MSF n’a aucun problème avec le fait d’accueillir la police à bord de ses bateaux, ce qui est déjà le cas à chaque débarquement dans les ports italiens. Cependant, dans aucun des 70 pays dans lesquels nous travaillons, nous n’avons accepté d’armes dans nos hôpitaux. Notre politique de « non-armes » s'applique depuis 46 ans comme condition essentielle aux forces de police, aux armées et aux groupes armés dans les zones en guerre et ailleurs.
Les principes d’indépendance, de neutralité et d’impartialité reconnus internationalement se sont montrés très utiles pour notre travail: ils garantissent ainsi notre contact avec les populations vulnérables et assurent la sécurité de notre personnel et de nos patients partout dans le monde parce qu'ils montrent clairement que notre seul but est d’apporter notre aide. Pour cette raison, l’aide humanitaire doit toujours être entièrement distincte, et perçue comme telle, de toute activité politique et militaire.
Pourquoi avez-vous suspendu vos opérations de sauvetage à bord du bateau "Prudence" en 2017 ?
Les autorités libyennes ont mis en place une zone de recherche et de sauvetage qui s'étend au-delà de ses eaux territoriales. La Libye ne veut pas y donner accès aux bateaux humanitaires. L'endroit où la plupart des sauvetages se déroulent se trouve justement dans cette zone définie par la Libye.
Le centre de coordination et de sauvetage maritime (MRCC) italien nous a avertis qu'il y avait des risques de sécurité si nos bateaux entraient dans cette zone. Dès lors, nous ne pouvons pas exposer notre personnel à bord ainsi que les réfugiés.
Combien de personnes ont-elles été sauvées à bord de l'Aquarius depuis son lancement ?
Avec plus de deux ans d'intervention en Méditerranée centrale, l'Aquarius a assisté plus de 29 000 personnes dans plus de 200 opérations en mer, toutes coordonnées par les autorités maritimes compétentes. En de nombreuses occasions, l'Aquarius a été mobilisé par les autorités maritimes pour accueillir les personnes secourues par d'autres navires en Méditerranée centrale, qu'il s'agisse de navires commerciaux, militaires ou de la garde côtière. Le navire dispose de trois canots de sauvetage rapides équipés d'outils de flottaison d'urgence pour les opérations de sauvetage en masse, d'un équipage de 35 marins spécialement recrutés, de sauveteurs et d'une équipe médicale de MSF formée pour aider les personnes en détresse en mer. L’Aquarius a été conçu pour fournir des soins d'urgence à plus de 500 personnes à la fois pendant plusieurs jours en haute mer.
Est-ce possible de continuer vos sauvetages en mer sans pouvoir désembarquer de façon sécurisée dans les ports italiens?
Il existe une stratégie délibérée de l'Italie et d'autres États membres de l'UE visant à évincer les ONG de la mer, quel que soit le nombre de personnes qui risquent de se noyer en mer.

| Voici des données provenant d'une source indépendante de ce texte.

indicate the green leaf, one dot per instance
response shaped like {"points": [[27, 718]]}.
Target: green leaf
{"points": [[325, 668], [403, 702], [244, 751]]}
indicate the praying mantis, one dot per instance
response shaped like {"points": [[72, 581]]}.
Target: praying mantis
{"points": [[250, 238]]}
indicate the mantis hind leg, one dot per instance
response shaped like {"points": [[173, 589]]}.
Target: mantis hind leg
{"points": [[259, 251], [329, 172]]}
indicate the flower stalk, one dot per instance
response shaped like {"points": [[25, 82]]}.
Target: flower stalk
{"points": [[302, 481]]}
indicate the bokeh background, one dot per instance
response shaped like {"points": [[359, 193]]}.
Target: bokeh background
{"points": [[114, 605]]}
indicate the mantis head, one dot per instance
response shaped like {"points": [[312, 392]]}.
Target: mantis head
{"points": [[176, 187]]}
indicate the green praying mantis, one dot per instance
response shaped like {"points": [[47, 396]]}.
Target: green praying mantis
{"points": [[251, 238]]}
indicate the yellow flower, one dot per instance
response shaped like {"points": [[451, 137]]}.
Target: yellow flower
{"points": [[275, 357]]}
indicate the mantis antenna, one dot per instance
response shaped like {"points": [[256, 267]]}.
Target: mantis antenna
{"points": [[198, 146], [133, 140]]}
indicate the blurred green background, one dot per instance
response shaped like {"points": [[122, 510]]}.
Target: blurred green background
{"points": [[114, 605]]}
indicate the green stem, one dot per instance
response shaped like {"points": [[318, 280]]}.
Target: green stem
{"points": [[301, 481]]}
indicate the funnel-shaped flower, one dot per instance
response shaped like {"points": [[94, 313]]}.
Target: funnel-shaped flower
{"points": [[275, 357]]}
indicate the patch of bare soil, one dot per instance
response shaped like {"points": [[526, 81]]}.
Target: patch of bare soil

En fermant leurs ports aux navires de sauvetage des ONG, l'Italie et Malte ont honteusement échoué dans leurs responsabilités humanitaires et ont placé la politique sur la vie des personnes vulnérables. Les personnes secourues en mer devraient être débarquées dans le port sûr le plus proche.
Ce que nous avons vu avec la fermeture des ports, c'est que les personnes extrêmement vulnérables qui auraient pu échapper à la noyade en mer se voient refuser le débarquement comme moyen de faire pression sur les autres États européens pour mieux partager la responsabilité des migrants et des réfugiés. Ils sont utilisés comme des pions politiques. Sauver des vies et permettre aux personnes secourues de débarquer dans le port de sécurité le plus proche ne devrait pas faire l'objet de négociations politiques. L'Italie et Malte tiennent en otage des personnes secourues afin de résoudre un autre problème: le manque de solidarité entre les Etats européens.